CBRE boosts income locally but loses it globally

CBRE’s local revenue from advisory services jumped 13 per cent year on year in the March quarter – in stark contrast to the 7.3 per cent decline the agency suffered across its global advisory business – as demand for valuation services rose and commercial landlords invested in tenant engagement as part of the return-to-office push.

Australia’s buoyant residential market and surging demand for e-commerce facilities that pushed industrial leasing volumes to a 20-year high also boosted performance, said CBRE, which provided no further local numbers.

New York-listed CBRE said the decline in its global advisory services revenue to $US1.7 billion ($2.2 billion) reflected the mixed fortunes of how the pandemic was playing out across the world.

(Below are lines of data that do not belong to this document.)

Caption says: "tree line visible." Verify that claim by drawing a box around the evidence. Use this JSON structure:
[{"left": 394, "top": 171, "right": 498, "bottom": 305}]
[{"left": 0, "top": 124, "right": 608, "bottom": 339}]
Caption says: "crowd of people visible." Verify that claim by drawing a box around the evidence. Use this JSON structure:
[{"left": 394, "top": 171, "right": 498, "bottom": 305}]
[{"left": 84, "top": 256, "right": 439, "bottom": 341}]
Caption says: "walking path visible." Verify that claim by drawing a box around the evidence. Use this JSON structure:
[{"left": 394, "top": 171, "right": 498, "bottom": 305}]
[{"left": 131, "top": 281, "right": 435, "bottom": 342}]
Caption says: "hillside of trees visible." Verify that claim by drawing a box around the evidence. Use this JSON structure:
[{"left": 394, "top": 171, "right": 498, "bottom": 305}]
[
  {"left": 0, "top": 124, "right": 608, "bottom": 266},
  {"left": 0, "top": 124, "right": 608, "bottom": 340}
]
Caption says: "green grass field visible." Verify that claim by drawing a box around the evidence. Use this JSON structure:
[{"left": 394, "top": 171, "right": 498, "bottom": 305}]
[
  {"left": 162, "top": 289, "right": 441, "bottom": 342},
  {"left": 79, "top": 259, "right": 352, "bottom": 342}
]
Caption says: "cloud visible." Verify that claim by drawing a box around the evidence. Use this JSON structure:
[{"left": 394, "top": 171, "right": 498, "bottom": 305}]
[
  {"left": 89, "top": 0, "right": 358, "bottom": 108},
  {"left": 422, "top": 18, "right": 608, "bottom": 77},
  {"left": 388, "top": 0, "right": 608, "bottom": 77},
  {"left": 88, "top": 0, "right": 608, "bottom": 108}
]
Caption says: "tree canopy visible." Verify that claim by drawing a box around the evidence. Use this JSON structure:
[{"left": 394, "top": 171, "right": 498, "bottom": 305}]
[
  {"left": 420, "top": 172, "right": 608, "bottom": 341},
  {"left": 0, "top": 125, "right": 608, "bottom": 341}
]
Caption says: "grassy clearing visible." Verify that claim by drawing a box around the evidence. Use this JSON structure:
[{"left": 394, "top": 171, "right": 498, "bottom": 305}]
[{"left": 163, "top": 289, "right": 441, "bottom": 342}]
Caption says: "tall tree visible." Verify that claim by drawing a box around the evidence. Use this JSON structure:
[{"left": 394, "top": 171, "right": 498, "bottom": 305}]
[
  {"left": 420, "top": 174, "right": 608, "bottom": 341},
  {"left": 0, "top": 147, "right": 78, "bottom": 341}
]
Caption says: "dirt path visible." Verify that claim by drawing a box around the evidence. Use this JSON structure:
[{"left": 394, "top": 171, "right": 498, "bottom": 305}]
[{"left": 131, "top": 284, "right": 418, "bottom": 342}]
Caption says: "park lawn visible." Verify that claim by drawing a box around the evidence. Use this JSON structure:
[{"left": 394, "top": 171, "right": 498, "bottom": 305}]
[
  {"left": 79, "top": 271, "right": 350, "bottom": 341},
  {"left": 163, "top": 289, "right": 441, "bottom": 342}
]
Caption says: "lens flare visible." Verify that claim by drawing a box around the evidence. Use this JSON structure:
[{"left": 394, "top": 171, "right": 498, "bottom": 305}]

“In Advisory Services, the effects of COVID-19 eased somewhat but continued to hamper lease and sales activity,” the company said.

“While overall revenue declined, strong performance in international markets, coupled with the benefit of cost actions in 2020 and higher gains on servicing rights for government-sponsored enterprise mortgages, led to roughly flat segment operating profit in the first quarter.”

But all in all, the company said the first quarter marked a strong start to the calendar year – also its reporting year – with the $US5.9 billion revenue its highest-ever first-quarter revenue and that the expected improvement in global office markets would strengthen its results.

“Our outlook for 2021 and beyond envisions strong growth even with continued pressure on the office market,” chief executive Bob Sulentic said.

“Clearly, that pressure remains very acute right now, particularly in densely populated gateway cities, and will remain challenging for some time to come.

“However, we strongly believe the pressures on office will recede from today’s extreme levels, as vaccine rollouts continue and companies settle into new normal work regimes.”

CBRE’s Australian head, Phil Rowland, said smaller tenants were leading the return to office locally.

“These occupiers are typically seeking fitted-out office suites that they can move into immediately and landlords have been swift to act, developing an inventory of suitable office stock,” he said.

Separately, CBRE has acquired infrastructure and development services company Thelem Consulting.

Thelem provides development planning & feasibility services, design management, construction planning, contract, commercial and strategic procurement services. Its 40 professional staff across Sydney, Melbourne and Brisbane will boost CBRE’s project management group to 165.

Terms of the deal were not disclosed.